January 29, 2020 Daily Post
Are those you’re listening to walking the talk?
Steve Jobs led the Mac, iPod, iPhone and iPad into being. Yet Walter Isaacson (his biographer) cites Steve’s home to be relatively tech-free, without a device in sight at the dinner table, for instance. It doesn’t mean the tech is bad, but it does mean he acknowledged the need for self-discipline.
Internet gurus make bold claims in Facebook Ads about their fortunes and secrets they’ll reveal to you for $97. Yet almost all of them disappear from our newsfeeds when their lies don’t cover their costs anymore. It doesn’t mean all advertisers are liars, but it does mean we must look for evidence of walking the talk.

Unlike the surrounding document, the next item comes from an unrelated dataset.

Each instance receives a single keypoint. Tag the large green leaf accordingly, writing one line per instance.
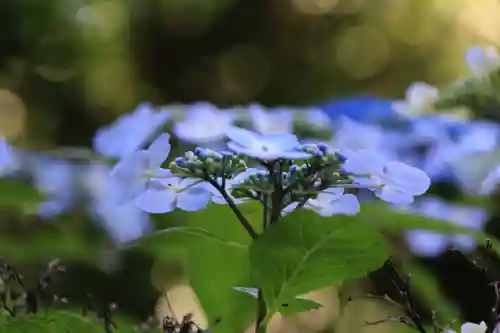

Natural wellness brands advertise their calm, relaxing serums and oils to ensure you operate in a perpetual state of tranquility. Yet many of them lead frenetic, stressed-out, volatile lives behind a facade of peace. It doesn’t mean all businesses fail at that which they claim to solve, but it does mean we must look for evidence of walking the talk.
My team and I know the importance of ethically empathizing with – and articulating – the narrative at play in the marketplace. But we owe it to ourselves as consumers to trade only with honest voices, and we owe it to the market to reward those brave enough to be honest with our trade.